When alive, the dinosaur would have been about the size of a rhinoceros, weighing 4 to 5 tons, with horns estimated to be 3 to 4 feet long. The horns are considered the longest of any ceratopsids, a group of plant-eating horned dinosaurs whose members include the famous Triceratops.
Like other horned dinosaurs, Coahuilaceratops probably used its headgear to attract mates and fight with rivals of the same species.
"Being one of the largest herbivores in its ecosystem, adult Coahuilaceratops probably didn't have to worry about large tyrannosaur predators," said researcher Andrew Farke of the Raymond M. Alf Museum in Claremont, Calif.
The new species, announced today, will be detailed in the book "New Perspectives on Horned Dinosaurs" to be released next week by Indiana University Press.
Mark Loewen, a paleontologist with the Utah Museum of Natural History and lead author of the study, described the arid, desert terrain where the dinosaur was recovered as nothing like Mexico during the Late Cretaceous (97 million to 65 million years ago). At that time, due to high global sea levels, the region was a humid estuary with lush vegetation, much like the present-day Gulf Coast.
The high sea level created an interior seaway that split North America into a western landmass called Laramidia and an eastern one called Appalachia. Coahuilaceratops lived at the southernmost tip Laramidia.
Many dinosaur bones in the area are covered with fossilized snails and marine clams, suggesting the dinosaurs lived adjacent to the seashore.
In addition to Coahuilaceratops, the research team found remains of two other horned dinosaurs, two duck-bill dinosaurs, as well as the remains of carnivores, including large tyrannosaurs (smaller, older relatives of T. rex) and more diminutive Velociraptor-like predators armed with sickle-claws on their feet.
In fact, some of the sites in the area appear to represent mass death events, perhaps associated with storms such as today's hurricanes that occur in the region.
"Sitting near the southern tip of Laramidia, this region may have been hammered by monstrous storms," said study researcher Scott Sampson, a paleontologistat the Utah Museum of Natural History. "If so, such periodic cataclysms likely devastated miles of coastline, killing off large numbers of dinosaurs."

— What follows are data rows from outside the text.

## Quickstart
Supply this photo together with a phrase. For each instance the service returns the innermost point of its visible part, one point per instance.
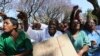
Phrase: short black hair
(13, 21)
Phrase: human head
(53, 25)
(90, 24)
(10, 24)
(75, 25)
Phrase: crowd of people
(14, 41)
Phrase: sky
(83, 4)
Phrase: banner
(55, 46)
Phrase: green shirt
(10, 47)
(80, 40)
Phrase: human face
(91, 24)
(8, 26)
(75, 25)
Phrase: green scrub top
(10, 47)
(80, 40)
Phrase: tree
(96, 10)
(4, 5)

But that's not how Coahuilaceratops died. "This was found with several individuals, but we don't think a hurricane killed these guys," Loewen told LiveScience. "Hurricanes came through and destroyed some of the dinosaurs. The actual one we're announcing didn't die that way."
In all, the discoveries paint a picture of a diverse, ancient ecosystem strewn with plant- and meat-eating dinosaurs, possibly representing a previously unknown assemblage of species, the researchers say.
"Rather than focusing only on individual varieties of dinosaurs, we are attempting to reveal what life was like in Mexico 72 million years ago, and understand how the unique ecosystem of Mexico relates to ecosystems to the north at the time," Loewen said.